The Israeli Defense Ministry yesterday voiced ``astonishment'' at the charges and said they were ``likely to damage Israel's good name without justification and hurt the good relations between the United States and Israel.'' An Israeli spokesman said that Israel had produced a cluster weapon using its own technology and that all equipment purchased from the US was acquired legally with State Department export licenses.

Exports to Israel of cluster bombs were banned in 1982 after reports that Israel was using them in the invasion of Lebanon.

The cluster-bomb affair comes on the heels of other embarrassing developments, including the Pollard espionage case and charges of illegal sale of US arms to Iran involving a former Israeli general.

Despite the awkwardness of the timing, Vice-President George Bush is proceeding with a planned trip to Israel, Jordan, and Egypt later this month. Aides say the smuggling and spy investigations are not helpful but will not have a significant effect on the trip. Mr. Bush expects to discuss continued US interest in a Middle East peace process, now languishing.

Because of the US investigations, strains appear to have developed between the State and Justice Departments. Secretary of State George P. Shultz has sought to play down developments so as not to roil relations with Israel, which have grown exceptionally close under the Reagan administration. The Justice Department, on the other hand, is irritated because Israel appears to be violating US laws, and it does not want to be seen backing off a case for diplomatic reasons.
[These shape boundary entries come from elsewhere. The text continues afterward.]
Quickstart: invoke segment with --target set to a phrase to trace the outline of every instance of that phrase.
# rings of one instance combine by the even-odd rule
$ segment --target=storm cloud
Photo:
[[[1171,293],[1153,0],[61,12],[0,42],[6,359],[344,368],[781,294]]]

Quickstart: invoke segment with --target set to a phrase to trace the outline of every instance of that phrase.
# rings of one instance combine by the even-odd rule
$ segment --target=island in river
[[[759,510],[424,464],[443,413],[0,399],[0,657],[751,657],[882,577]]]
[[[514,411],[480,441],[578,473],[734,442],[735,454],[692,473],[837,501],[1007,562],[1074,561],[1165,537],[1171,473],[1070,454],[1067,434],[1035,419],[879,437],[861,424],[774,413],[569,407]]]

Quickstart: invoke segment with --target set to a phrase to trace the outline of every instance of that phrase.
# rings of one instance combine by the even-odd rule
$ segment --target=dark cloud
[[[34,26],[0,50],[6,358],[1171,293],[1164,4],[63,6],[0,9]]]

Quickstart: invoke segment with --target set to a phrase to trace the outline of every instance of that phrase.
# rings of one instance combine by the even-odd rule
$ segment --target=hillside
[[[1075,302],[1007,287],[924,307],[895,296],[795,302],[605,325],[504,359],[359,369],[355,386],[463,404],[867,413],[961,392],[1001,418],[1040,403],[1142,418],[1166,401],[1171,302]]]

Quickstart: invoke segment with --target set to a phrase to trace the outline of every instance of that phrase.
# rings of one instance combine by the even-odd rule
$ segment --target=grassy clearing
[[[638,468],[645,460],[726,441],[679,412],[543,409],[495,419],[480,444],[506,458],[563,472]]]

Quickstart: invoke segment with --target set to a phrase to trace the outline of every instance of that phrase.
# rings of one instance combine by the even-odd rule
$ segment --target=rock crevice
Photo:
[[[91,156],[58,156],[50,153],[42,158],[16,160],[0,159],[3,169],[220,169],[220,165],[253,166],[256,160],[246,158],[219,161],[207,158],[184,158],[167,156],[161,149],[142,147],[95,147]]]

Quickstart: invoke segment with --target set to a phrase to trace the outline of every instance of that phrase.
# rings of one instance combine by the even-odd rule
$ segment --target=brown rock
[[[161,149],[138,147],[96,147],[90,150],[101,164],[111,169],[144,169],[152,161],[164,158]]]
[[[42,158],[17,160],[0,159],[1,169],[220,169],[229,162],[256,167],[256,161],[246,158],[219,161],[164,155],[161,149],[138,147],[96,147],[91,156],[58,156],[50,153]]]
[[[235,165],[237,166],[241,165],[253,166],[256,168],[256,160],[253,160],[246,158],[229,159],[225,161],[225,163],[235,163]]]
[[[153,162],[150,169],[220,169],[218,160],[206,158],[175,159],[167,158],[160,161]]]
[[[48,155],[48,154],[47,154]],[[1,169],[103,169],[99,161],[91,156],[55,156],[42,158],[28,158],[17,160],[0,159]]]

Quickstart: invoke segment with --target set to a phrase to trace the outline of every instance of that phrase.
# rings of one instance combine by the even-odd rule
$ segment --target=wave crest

Clearly sensitive to the politics of the issue, the White House declined Wednesday to comment on the cluster-bomb affair, saying only that the Justice Department ``will do all the talking.''

Diplomatic experts concur that the American public has a high tolerance for alleged Israeli misdeeds. And in an election year lawmakers are not apt to be critical of Israel.

``It's embarrassing for any government to get caught at dirty tricks,'' says William Quandt of the Brookings Institution. ``But this will drop off the map quickly. I doubt a cumulative outrage is developing that will spill over into Congress. Most people will say these are small things and not cause for a fundamental reassessment.''

Given the number of its sympathizers in the US government, Israel receives a huge amount of information through legitimate contacts. There is also cooperation between the US and Israeli intelligence services and a close military relationship that provides Israel with highly advanced arms.

This is why it is deemed shortsighted for Israel to overstep the line of legality and jeopardize its special relationship with Washington. ``It is a bit dumb for Israel to do this, because it does not benefit confidence and relations in the long run,'' says a former senior State Department official. ``The [cluster-bomb affair] is not a major disaster, but it tarnishes relations a bit. It'll shake off the feeling that the relationship is a pure marriage.'' Some past US-Israeli differences

June 1986. US Navy analyst Jonathan Pollard admits to spying for Israel, and four Israelis are named as conspirators. Israel issued partial acknowledgment that a special intelligence unit may have spied on US.

April 1986. Retired Israeli Gen. Avraham Bar-Am and 16 others are charged with illegally trying to sell $2 billion of US- and Israeli-made arms to Iran. Bar-Am says Israeli government was aware of operation; Israel denies any involvement.

December 1985. US Customs raids factories in three states for possible illegal sale of electroplating technology (used to improve tank cannon barrels) to Israel. Customs affidavits say companies did not obtain export permits. Israeli officials deny trying to purchase weapons technology illegally.

July 1982. US suspends all shipments of cluster-type weapons to Israel after reports confirm that Israel used cluster bombs in heavily populated areas during Lebanon invasion. This contravenes US arms export law and US-Israeli agreements that the weapons be used only for defense and only against organized Arab armies.

June 1967. US Navy ship Liberty is bombed by Israeli jets in Mediterranean Sea during 1967 Arab-Israeli war. Thirty-four crew members are killed and 171 wounded. Israel says assault was tragic error and pays reparations.